Barbara Stilwell FRCN is a British nurse, researcher and academic, currently the executive director of the Nursing Now Global campaign and based in the United Kingdom, who has held various high-level positions at the Geneva headquarters of the World Health Organization's Human Resources Department.

A native of Liverpool, Dr Stilwell has worked with the Liverpool Associates for Tropical Health since September 2006. Before that, from 1998 to 2006, she worked with the WHO in health systems development, co-authoring the WHO's 2006 Health Report, which was to collect and analyse data regarding the impact of migrants on health systems in developing countries. She was one of the first nurse practitioners in the UK, educated there and in the United States. She practised in underserved areas of Africa, Australasia and the Caribbean. From 1982 to 1990 she had several appointments as a research fellow in nursing studies.

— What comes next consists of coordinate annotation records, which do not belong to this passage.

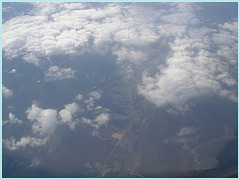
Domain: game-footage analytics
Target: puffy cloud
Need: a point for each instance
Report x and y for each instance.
(130, 55)
(13, 71)
(197, 63)
(99, 120)
(93, 95)
(6, 92)
(192, 70)
(79, 97)
(12, 120)
(57, 73)
(66, 115)
(12, 144)
(185, 131)
(44, 120)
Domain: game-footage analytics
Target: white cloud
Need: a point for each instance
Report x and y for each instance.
(12, 120)
(130, 55)
(12, 144)
(99, 120)
(93, 96)
(66, 115)
(192, 70)
(186, 131)
(13, 71)
(57, 73)
(6, 92)
(79, 97)
(193, 66)
(44, 120)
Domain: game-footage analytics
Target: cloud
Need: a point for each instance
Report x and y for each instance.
(130, 55)
(186, 131)
(12, 120)
(99, 120)
(192, 70)
(79, 97)
(93, 95)
(56, 73)
(36, 162)
(12, 144)
(66, 115)
(44, 120)
(197, 63)
(13, 71)
(6, 92)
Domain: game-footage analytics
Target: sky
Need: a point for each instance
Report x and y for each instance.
(175, 53)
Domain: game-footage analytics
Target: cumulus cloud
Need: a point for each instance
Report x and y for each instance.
(13, 71)
(192, 70)
(44, 120)
(93, 96)
(99, 120)
(186, 131)
(6, 92)
(130, 55)
(79, 97)
(12, 120)
(66, 115)
(57, 73)
(197, 63)
(12, 144)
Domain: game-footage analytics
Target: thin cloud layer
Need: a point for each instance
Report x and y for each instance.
(56, 73)
(12, 144)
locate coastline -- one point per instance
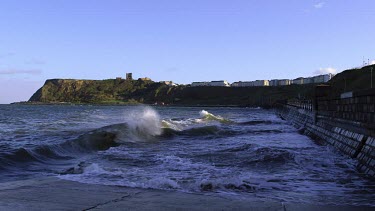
(52, 193)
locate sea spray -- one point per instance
(208, 116)
(145, 122)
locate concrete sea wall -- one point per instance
(349, 137)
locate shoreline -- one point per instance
(113, 104)
(52, 193)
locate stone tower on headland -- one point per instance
(129, 76)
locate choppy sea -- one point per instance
(242, 152)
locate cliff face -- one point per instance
(122, 91)
(97, 91)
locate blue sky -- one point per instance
(179, 40)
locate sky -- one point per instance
(179, 40)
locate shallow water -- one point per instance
(244, 152)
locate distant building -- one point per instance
(219, 83)
(144, 79)
(298, 81)
(129, 76)
(283, 82)
(168, 83)
(308, 80)
(274, 82)
(204, 83)
(242, 83)
(261, 83)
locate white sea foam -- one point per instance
(145, 122)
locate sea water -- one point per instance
(241, 152)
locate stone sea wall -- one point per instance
(348, 136)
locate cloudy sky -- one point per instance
(179, 40)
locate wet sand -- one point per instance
(56, 194)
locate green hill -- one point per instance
(119, 91)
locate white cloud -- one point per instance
(326, 70)
(20, 71)
(319, 5)
(35, 62)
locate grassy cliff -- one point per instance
(116, 91)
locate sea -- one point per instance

In 1991 she became a principal lecturer at the Institute of Advanced Nursing Education at the Royal College of Nursing. She was made a Fellow of the Royal College of Nursing in 1994.

From 1995 to 1997, as the RCN's Programme Director, she advised at government level on health care issues. After a short time at the Expanded Programme for Immunisation at the WHO, she joined the Human Resources for Health Department in 1998.

From 2010 to 2018 she was based in the United States at Chapel Hill, North Carolina's LATH/Capacity Project. She was named as Director of Technical Leadership for Intrahealth. In July 2018 she was appointed executive director of Nursing Now.